The only cure I’ve found is to replace the earworm with a lesser earworm that can be more easily forgotten. For that, I have used the old jingle by Singin’ Sam, the Barbasol Man cited in the recent posting of 11/23/2015:
“Barbasol, Barbasol . . . No brush, no lather, no rub-in . . . Wet your razor then begin.”
Often, I then have to replace that with a still lesser earworm. For that, I use pieces of a song popular in the 1980s that I remember because it pretty well described my job and many of the people I worked with. It is a riff on a typical folk work song. I thought the title was “Haulin’ Up the Data On the Xerox Line,” but the real title is “White Collar Holler.” You can hear Stan Rogers sing it on YouTube at https://www.youtube.com/watch?v=rsDkmVo2fg4
Well, I rise up every morning at a quarter to eight,
Some woman who’s my wife tells me not to be late.

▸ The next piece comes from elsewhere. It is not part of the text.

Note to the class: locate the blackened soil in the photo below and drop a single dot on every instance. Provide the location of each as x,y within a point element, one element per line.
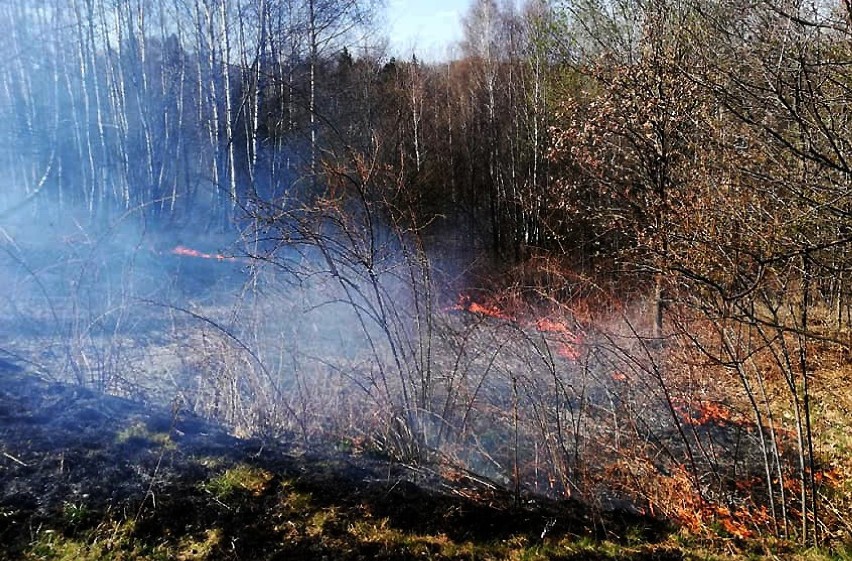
<point>71,459</point>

I kiss the kids goodbye, I can’t remember their names,
And week after week, it’s always the same.
And it’s Ho, boys, can’t you code it (Woof!),
And program it right?
Nothing ever happens in this life of mine.
I’m haulin’ up the data on the Xerox line.
Then it’s code in the data, give the keyboard a punch,
Then cross-correlate and break for some lunch.
Correlate, tabulate, process, and screen,
Program, printout, regress to the mean.
Then it’s home again, eat again, watch some TV,
Make love to my woman at ten-fifty-three.
I dream the same dream when I’m sleeping at night.
I’m soaring over hills like an eagle in flight.
Someday I’m gonna give up all the buttons and things.
I’ll punch that time clock till it can’t ring,
Burn up my necktie and set myself free,
Cause no one’s gonna fold, bend or mutilate me!